Nipote di Ennio, venne con lo zio a Roma, dove esercitò la pittura e scrisse tragedie. Fu amico e ospite di C. Lelio, e frequentò il circolo di Scipione Emiliano. Ancora a ottant'anni fece rappresentare una sua tragedia, ma poco dopo si ritirò a Taranto, dove visse i suoi ultimi anni.

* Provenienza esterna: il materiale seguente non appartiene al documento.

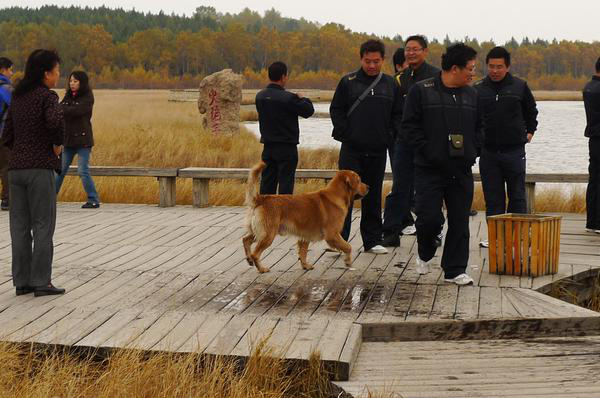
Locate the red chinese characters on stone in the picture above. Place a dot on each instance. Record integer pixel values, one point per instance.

Di lui ci restano dodici titoli sicuri di tragedie e in tutto circa trecento frammenti, per poco più di quattrocento versi. Quattro tragedie derivano da Sofocle (Chryses, Hermiona, Niptra, Teucer), una da Eschilo (Armorum iudicium) e una da Euripide (Antiopa); in genere, P. subisce l'influenza di Euripide, come dimostrano le altre sei tragedie d'argomento greco (Medus, Atalanta, Iliona, Periboea, Dulorestes, Pentheus), tutte variamente derivate da famosi drammi di Euripide. Dubbia l'attribuzione a P. di un Protesilaus e di qualche altra tragedia, di cui è trasmesso il titolo. Assai poco sappiamo della tecnica poetica e drammatica di P., che pare componesse anche la musica dei suoi drammi (grande impressione negli spettatori suscitava, secondo Cicerone, la musica del canticum dell'ombra di Difilo nella Iliona). P. compose anche una praetexta, Paulus, in onore di L. Emilio Paolo vincitore sul re Perseo a Pidna (168 a. C.); sembra che scrivesse anche satire, nello stile di Ennio. Pur abilissimo nella varietà dei metri, P. ebbe uno stile piuttosto duro, ma le sue tragedie conseguirono grande fortuna e furono assai apprezzate nella latinità; esse producevano un grande effetto per il loro pathos, per la forza dell'espressione, per la complessità dell'intreccio. n Di P. è testimoniata anche un'attività di pittore: Plinio il Vecchio ricorda infatti i suoi dipinti nel tempio di Ercole (Foro Boario), che fu restaurato da Emilio Paolo dopo la vittoria di Pidna.